If it were me I would put it all into a battery bank - run a
reasonable sinewave inverter (say 3kw), and forget about running
anything directly. Those who can't afford to do so can still run the
200 watts they have now, or maybe go with a smaller mod-sq inverter, a
4amp car charger and (horrors!) a large car battery.
The advantage of sticking with 200 watts max for everyone (or whatever
the system will supply), is that is won't get overloaded and "go
down"! Its also fairer for everyone.
Best wishes from New Zealand.
Eric Sears.
Posted by Eric Sears on December 23, 2006, 12:55 pm
On Sat, 23 Dec 2006 10:56:00 GMT, phoneme@025379386.for.email.address
(Eric Sears) wrote:
>By the way - 200 watts is 12kwh a day - which a slightly more than I
>use on grid here in the city! - and we don't have gas.
>Personally - I think these people are on the pigs back!
>360 kwh for a $1 !!!! (it doesn't matter WHICH dollar it is at that
>rate).
>Eric Sears.
DUH!! NOT 12kwh - 4.8 kwh.
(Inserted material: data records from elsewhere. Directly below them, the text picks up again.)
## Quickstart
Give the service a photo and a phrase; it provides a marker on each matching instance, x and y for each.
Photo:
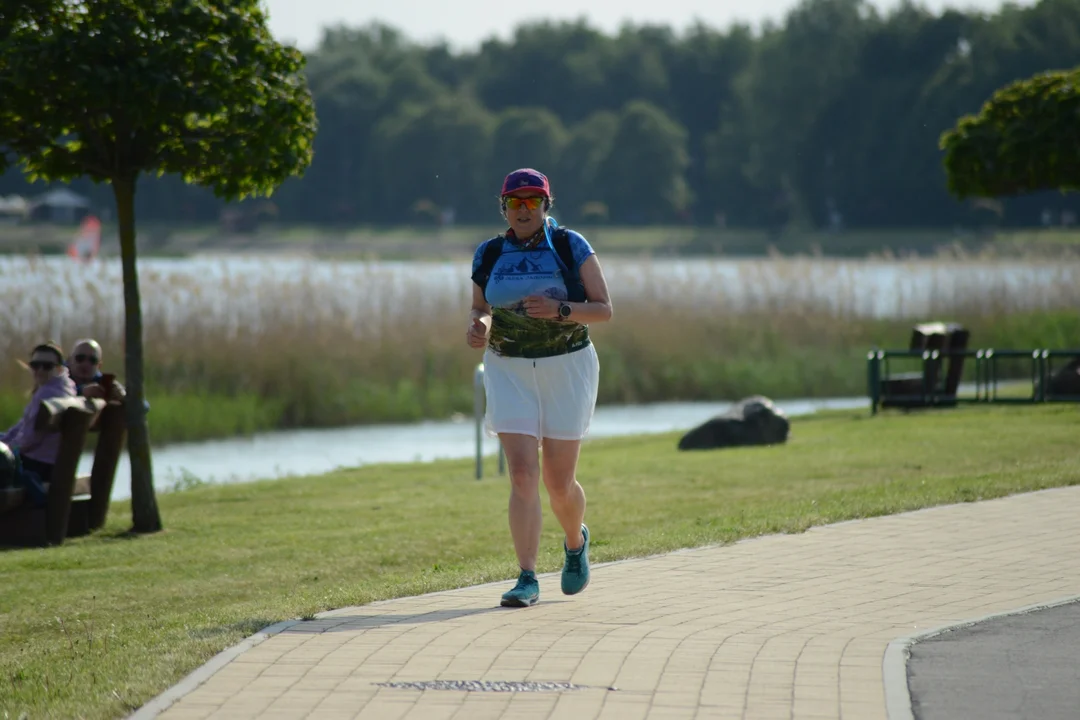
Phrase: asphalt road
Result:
(1018, 667)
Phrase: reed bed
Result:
(240, 344)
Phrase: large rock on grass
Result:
(751, 421)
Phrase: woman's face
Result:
(44, 365)
(525, 212)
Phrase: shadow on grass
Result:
(244, 627)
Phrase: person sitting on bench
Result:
(39, 450)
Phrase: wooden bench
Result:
(75, 504)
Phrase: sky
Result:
(464, 24)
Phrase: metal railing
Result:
(478, 407)
(987, 376)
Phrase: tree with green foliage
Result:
(1025, 138)
(112, 90)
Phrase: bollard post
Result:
(478, 415)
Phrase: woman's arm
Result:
(480, 320)
(481, 309)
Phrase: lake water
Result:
(312, 451)
(250, 293)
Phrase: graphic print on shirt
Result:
(518, 274)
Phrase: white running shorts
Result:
(543, 397)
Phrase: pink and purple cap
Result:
(526, 178)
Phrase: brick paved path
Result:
(783, 626)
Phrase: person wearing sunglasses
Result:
(38, 450)
(536, 289)
(84, 364)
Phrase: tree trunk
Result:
(145, 515)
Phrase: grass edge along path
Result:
(103, 624)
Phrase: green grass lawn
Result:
(102, 624)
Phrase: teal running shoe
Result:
(525, 593)
(576, 568)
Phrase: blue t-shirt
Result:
(523, 270)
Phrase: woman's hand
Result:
(93, 391)
(539, 306)
(476, 335)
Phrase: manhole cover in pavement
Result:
(484, 687)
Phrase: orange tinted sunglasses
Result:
(514, 203)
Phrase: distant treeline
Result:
(829, 119)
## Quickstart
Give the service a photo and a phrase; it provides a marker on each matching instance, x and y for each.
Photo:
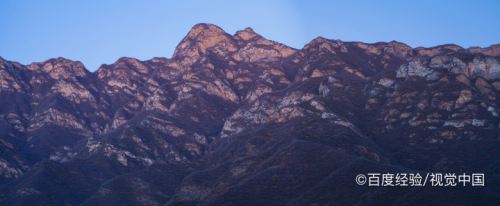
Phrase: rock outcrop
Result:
(243, 120)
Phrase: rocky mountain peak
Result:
(60, 68)
(201, 38)
(246, 34)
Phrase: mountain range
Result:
(243, 120)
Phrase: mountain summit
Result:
(243, 120)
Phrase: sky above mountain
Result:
(97, 32)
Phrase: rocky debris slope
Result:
(242, 120)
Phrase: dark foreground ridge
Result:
(242, 120)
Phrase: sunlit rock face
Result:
(237, 119)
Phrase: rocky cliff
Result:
(243, 120)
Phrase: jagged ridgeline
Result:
(243, 120)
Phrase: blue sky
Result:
(98, 31)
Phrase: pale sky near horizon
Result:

That's what comes of doing sums in your
head at midnight!
I realised my mistake after going to bed, but it was too late to get
up and correct it.
Even so, I still think its a bargain.
140 kwh a month, with line charges (that's the "low use" tariff),
would cost about $NZ40.
Mind you, I don't know what $1 represents elsewhere - it could be a
substantial part of a month's income.
But 4.8 kwh a day is not too difficult to deal with. If half were used
directly, the other 2.4 kwh a day might only need about a 5kwh-size
battery (400 amp-hr at 12v for instance).
Eric Sears
>distribute what power there is fairly. At present there are no meters
>and a flat monthly tariff of around $1. Simplicity, reliability and
>minimal-cost are the key drivers as I'm sure you can guess.